而当展昭到了门外时却怔住了……只见明静若水的曦光中,白玉堂素衣如云,一条长棍在其掌中虎虎生风……那人时而婉若游龙卷狂涛万顷,时而盈如羽鹤,掠潋滟明塘……
一场舞罢,展昭击掌称赞。
白玉堂用衣袖轻点了点额上的汗珠儿,提着棍笑笑地走过来,道:“这两日只觉筋都要粘在一处了,多亏白福提醒才知道,原来我每天早上都须这般耍上几回的。”
说罢,见展昭衣衫松垮睡眼惺忪的样子,竟不由起了戏谑之心,道:“奇了,你这猫这样懒,竟是怎么成为一代大侠的?”

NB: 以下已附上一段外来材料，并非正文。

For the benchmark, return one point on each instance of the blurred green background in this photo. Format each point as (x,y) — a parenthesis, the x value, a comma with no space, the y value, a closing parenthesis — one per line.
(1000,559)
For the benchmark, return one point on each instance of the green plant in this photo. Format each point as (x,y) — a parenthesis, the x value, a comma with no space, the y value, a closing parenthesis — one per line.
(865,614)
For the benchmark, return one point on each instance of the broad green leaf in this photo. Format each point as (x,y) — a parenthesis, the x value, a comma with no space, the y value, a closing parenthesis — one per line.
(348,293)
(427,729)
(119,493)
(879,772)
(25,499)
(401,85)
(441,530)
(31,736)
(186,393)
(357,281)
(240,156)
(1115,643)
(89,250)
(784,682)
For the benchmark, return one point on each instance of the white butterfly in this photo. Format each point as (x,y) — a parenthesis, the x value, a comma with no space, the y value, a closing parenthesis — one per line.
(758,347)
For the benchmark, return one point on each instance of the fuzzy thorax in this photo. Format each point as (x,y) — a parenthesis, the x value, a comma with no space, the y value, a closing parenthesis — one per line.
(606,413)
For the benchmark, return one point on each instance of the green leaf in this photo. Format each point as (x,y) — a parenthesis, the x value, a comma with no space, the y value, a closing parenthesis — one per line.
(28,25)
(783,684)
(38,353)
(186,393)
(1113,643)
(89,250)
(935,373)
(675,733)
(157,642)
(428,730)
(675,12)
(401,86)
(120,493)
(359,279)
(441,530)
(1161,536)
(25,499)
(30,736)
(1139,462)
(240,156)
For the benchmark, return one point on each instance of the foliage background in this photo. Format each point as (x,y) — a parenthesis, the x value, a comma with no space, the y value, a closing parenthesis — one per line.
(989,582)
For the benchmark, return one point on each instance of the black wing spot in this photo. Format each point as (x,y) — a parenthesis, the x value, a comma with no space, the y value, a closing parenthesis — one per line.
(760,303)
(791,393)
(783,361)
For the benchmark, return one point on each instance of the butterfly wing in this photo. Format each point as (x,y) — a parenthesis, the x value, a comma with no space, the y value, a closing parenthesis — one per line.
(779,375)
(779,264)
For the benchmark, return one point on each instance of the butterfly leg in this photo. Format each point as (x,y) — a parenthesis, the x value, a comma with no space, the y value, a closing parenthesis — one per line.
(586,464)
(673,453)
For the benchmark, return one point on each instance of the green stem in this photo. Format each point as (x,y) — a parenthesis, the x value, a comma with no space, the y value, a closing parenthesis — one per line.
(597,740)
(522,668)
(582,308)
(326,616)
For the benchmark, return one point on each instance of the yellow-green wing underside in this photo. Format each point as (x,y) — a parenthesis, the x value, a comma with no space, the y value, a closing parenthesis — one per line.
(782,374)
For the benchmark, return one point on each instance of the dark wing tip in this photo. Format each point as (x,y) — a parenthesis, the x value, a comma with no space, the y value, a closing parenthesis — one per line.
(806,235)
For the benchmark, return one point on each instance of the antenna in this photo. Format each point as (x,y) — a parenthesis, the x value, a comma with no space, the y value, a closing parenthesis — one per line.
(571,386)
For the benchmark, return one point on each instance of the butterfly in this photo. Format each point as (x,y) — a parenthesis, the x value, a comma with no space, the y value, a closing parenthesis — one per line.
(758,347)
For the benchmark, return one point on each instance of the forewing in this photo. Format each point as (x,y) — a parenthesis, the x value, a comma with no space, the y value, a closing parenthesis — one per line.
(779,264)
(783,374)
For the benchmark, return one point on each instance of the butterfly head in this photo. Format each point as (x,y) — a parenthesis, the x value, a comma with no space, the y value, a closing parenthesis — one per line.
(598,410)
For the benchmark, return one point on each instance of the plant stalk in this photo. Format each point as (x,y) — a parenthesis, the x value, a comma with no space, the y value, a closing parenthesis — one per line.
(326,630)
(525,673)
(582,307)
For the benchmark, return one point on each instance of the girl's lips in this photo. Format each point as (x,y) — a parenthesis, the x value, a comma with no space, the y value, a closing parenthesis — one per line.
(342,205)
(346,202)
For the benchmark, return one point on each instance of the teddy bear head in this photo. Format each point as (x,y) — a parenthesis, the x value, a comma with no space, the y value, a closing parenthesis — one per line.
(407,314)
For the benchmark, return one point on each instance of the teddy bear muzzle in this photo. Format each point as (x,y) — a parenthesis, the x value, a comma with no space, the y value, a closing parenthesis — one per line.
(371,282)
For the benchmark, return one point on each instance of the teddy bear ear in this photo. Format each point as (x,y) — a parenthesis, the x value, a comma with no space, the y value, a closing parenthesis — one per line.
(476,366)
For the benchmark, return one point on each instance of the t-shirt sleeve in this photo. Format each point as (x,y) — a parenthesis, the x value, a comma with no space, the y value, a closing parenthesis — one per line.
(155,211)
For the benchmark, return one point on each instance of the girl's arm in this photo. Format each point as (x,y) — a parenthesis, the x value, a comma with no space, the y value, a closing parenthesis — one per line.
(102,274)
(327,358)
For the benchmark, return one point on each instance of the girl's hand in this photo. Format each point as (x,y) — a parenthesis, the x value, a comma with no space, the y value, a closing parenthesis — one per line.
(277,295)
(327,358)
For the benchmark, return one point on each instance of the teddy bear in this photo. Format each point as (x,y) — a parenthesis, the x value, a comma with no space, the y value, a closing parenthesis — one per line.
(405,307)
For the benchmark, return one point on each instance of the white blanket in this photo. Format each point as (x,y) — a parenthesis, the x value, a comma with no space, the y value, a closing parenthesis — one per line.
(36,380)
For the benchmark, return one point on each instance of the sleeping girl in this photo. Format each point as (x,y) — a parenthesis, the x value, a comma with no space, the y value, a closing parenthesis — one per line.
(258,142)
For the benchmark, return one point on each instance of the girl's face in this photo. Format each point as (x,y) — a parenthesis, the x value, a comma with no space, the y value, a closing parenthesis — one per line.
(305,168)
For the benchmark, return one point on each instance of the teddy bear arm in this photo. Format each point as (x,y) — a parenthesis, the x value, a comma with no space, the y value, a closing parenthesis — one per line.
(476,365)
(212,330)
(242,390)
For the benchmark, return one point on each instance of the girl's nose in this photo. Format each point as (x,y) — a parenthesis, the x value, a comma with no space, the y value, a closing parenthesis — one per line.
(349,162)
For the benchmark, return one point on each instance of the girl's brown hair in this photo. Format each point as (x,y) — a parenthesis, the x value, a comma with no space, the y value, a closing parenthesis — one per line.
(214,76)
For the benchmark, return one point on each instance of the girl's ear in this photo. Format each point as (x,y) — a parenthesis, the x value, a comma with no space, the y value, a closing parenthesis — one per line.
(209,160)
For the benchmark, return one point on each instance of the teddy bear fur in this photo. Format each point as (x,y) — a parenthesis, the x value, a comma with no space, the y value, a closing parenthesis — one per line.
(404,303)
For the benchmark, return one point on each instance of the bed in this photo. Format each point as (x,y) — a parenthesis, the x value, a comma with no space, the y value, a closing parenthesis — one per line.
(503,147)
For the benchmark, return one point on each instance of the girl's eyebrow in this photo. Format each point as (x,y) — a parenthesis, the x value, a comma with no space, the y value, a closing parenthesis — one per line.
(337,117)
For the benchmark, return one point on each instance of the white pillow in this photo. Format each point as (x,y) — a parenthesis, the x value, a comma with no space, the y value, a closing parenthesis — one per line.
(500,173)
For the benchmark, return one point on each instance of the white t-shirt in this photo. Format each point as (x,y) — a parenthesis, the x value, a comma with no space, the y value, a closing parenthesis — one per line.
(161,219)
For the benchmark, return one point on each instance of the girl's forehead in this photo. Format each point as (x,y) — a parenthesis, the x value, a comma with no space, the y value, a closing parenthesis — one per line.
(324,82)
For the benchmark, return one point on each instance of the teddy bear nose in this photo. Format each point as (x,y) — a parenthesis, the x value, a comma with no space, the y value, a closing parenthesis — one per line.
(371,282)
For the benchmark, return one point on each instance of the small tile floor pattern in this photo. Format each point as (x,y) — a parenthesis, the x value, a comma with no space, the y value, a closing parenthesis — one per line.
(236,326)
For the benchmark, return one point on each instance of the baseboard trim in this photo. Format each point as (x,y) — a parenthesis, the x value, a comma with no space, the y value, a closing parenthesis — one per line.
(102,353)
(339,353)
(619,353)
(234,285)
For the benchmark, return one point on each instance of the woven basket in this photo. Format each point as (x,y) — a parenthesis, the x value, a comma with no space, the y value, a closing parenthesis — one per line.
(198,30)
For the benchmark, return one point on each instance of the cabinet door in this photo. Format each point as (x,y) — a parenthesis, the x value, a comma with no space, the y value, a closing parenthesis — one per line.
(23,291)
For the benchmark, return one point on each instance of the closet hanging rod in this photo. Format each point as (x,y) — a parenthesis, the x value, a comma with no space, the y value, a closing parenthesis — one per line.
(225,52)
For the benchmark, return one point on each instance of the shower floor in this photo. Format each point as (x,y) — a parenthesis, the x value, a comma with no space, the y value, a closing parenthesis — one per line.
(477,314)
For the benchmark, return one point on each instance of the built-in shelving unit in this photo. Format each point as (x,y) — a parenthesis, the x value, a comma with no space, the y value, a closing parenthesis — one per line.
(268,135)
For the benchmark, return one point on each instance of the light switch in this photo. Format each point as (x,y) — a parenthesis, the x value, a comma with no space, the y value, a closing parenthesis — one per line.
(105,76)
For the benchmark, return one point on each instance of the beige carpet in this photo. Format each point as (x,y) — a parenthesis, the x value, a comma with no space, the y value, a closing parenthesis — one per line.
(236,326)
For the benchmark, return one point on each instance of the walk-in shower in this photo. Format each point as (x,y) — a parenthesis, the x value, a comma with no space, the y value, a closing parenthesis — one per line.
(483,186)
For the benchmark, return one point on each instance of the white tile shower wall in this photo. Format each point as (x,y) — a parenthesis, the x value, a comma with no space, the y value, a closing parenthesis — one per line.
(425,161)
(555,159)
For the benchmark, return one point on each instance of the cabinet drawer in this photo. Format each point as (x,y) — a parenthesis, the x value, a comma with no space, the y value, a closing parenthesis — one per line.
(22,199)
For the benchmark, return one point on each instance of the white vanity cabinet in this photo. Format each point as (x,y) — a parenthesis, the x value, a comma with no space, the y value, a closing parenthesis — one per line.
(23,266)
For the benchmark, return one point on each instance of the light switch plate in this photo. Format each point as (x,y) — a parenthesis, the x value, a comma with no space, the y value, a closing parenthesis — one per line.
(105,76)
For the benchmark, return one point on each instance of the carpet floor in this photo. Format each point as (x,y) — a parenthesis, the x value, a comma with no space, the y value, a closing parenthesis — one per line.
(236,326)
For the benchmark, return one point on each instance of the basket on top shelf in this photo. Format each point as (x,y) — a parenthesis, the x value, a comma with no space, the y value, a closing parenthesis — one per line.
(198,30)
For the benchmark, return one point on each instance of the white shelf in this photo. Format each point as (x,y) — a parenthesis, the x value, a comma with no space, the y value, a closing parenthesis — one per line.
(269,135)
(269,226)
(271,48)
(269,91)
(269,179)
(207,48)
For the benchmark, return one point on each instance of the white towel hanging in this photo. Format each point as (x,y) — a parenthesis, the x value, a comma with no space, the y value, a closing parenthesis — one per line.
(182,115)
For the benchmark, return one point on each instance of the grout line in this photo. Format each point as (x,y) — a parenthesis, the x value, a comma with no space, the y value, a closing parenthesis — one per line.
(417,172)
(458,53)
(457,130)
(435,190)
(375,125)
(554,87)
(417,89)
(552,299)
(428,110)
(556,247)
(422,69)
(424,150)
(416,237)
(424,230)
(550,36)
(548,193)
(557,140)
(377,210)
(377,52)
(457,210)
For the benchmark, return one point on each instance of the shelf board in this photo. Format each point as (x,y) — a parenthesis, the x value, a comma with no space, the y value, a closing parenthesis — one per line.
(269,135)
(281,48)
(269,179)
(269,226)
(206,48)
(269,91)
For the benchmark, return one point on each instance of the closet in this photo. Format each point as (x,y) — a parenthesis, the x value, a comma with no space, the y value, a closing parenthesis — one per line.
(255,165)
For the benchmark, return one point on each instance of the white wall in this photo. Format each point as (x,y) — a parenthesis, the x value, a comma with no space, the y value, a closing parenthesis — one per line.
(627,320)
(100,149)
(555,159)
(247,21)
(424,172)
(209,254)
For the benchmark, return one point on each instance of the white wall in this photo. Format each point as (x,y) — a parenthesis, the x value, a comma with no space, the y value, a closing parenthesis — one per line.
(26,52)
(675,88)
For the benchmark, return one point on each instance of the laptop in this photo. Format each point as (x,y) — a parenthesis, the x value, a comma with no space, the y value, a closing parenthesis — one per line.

如此一说,展昭不由想起昨夜捱到天将破晓时才勉强睡去,不过现在觉来也不怎么疲倦,可能是不觉中贪睡了这许多时候之故吧。如此想着不由抬眼看了看日头,这一看才发现,这还哪里是什么大清早,竟是连辰时都已过了!于是心中奇怪,自己从前纵彻夜不眠,也断没有过这样晚起的时候。正想着,却看见白玉堂突然笑了一声。展昭一愣,问:“笑什么?”白玉堂将眉一挑,缓缓伸出手攀到展昭脑后,像爱抚一只很乖的猫一般在展昭的头发上轻轻摸了两下,之后忽然冷下脸色,愤愤道:“死猫!再敢暗地里使这样的把戏,信不信爷让你睡一年!”
语罢,白玉堂将棍一丢转身而去。
临出院门儿时却又丢下句:“锅里有猫食儿,自己去吃!”
白玉堂应是去了英雄殿方向,展昭也没有马上去追,而自己立在原地却是十分内疚,恨自己一时大意怎就真将失了记忆的玉堂当个顽童般对待。这种被暗算的感觉会不会消减玉堂对他的信任?思及此,展昭竟忽然间有几分焦虑。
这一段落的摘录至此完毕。